Il montre l’inmontrable, mais nous sommes loin du « choc des photos » cher à Paris Match. Les eaux sacrées du Gange rejettent les corps, les chairs se consument, les os craquent sur les brasiers. Posés sur les bûches fumantes, des visages apaisés, improbables natures mortes. Rien de spectaculaire, pourtant, aucun voyeurisme morbide, tant l’honnêteté et l’humilité du photographe transparaissent dans chaque image, aussi radicale soit-elle. Nous sommes tous promis au même destin, et Michael Ackerman nous donne une clé essentielle, nous aidant à ne pas nous voiler la face devant cette évidence.
S’ils ne l’ont pas « découvert », Christian Caujolle et Robert Delpire ont compris l’importance du travail de Michael Ackerman.
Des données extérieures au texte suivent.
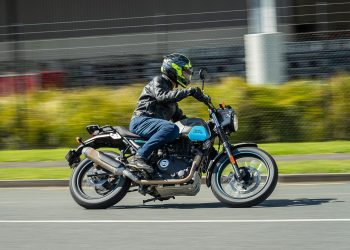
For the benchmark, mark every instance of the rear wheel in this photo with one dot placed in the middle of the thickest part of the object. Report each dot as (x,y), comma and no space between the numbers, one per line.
(93,187)
(260,178)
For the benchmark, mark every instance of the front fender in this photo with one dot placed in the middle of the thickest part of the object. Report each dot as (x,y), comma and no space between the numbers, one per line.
(222,155)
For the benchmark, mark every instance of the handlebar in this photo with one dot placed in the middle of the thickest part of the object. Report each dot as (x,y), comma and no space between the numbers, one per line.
(209,103)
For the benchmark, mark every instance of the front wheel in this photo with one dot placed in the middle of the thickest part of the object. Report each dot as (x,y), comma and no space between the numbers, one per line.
(93,187)
(260,178)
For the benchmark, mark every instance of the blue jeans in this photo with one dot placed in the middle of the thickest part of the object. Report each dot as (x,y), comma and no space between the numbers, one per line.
(157,132)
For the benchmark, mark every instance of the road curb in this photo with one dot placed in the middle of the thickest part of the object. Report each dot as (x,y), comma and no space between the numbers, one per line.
(286,178)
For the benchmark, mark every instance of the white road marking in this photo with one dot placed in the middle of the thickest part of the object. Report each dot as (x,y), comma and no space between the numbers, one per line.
(177,221)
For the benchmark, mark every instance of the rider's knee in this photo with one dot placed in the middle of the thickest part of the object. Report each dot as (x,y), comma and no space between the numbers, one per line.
(173,132)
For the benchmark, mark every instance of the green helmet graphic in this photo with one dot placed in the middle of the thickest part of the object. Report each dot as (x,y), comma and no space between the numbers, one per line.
(178,68)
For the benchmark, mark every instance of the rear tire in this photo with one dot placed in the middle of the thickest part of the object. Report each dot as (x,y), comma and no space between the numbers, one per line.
(227,190)
(118,190)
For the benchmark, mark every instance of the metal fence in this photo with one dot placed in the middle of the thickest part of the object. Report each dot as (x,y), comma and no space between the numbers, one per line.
(122,50)
(106,48)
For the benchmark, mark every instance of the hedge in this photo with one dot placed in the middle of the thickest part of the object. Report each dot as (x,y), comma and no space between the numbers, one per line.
(294,111)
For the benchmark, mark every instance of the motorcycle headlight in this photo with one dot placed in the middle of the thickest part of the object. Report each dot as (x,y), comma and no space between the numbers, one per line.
(228,119)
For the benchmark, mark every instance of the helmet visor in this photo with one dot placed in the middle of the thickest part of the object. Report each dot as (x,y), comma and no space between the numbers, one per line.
(187,73)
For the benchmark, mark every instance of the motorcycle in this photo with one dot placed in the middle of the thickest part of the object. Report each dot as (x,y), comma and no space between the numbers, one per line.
(239,175)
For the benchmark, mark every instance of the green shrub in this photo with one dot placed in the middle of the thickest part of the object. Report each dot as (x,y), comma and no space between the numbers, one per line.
(295,111)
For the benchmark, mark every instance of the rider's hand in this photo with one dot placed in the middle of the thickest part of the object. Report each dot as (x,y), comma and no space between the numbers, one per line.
(206,99)
(199,95)
(195,91)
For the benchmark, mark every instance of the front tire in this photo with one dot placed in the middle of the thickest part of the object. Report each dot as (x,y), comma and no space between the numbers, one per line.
(260,181)
(92,187)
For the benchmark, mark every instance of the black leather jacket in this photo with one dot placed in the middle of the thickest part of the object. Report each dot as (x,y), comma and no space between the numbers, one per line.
(159,100)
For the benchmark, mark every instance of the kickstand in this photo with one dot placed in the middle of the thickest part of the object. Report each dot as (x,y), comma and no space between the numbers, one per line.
(159,199)
(133,190)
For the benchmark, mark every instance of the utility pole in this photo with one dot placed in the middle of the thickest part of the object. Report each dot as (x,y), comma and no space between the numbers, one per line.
(263,44)
(12,31)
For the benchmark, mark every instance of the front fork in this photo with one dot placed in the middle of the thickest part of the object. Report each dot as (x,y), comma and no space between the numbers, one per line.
(226,145)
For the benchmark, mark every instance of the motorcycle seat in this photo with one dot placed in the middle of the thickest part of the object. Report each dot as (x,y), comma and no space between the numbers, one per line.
(123,131)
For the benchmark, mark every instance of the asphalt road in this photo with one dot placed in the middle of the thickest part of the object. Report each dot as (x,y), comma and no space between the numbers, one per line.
(296,216)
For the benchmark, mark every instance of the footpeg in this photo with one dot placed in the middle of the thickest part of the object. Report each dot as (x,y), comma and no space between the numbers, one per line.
(159,199)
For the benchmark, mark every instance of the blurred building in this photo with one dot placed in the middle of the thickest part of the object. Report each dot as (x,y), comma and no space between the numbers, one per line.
(111,42)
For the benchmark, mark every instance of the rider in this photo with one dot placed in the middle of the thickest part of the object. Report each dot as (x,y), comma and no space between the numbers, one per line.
(157,106)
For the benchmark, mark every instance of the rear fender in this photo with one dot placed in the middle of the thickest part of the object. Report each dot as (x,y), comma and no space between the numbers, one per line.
(112,140)
(222,156)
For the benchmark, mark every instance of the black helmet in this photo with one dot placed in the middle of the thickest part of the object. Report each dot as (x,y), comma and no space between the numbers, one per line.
(178,68)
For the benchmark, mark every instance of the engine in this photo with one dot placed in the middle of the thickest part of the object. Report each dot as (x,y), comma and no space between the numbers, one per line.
(173,167)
Ces « parrainages » ne sont pas le fruit du hasard et inscrivent le jeune New-Yorkais dans une lignée d’auteurs marquée par la rigueur. Il faudra désormais compter avec cette nouvelle liberté de voir et de montrer, avec ces débordements, avec cette frénésie. Une porte vient de s’ouvrir, qui donne sur un espace auquel nous n’avions jusqu’ici pas accès.»
Alain D’Hooghe
Article publié dans le quotidien Le matin le 25 mars 1999.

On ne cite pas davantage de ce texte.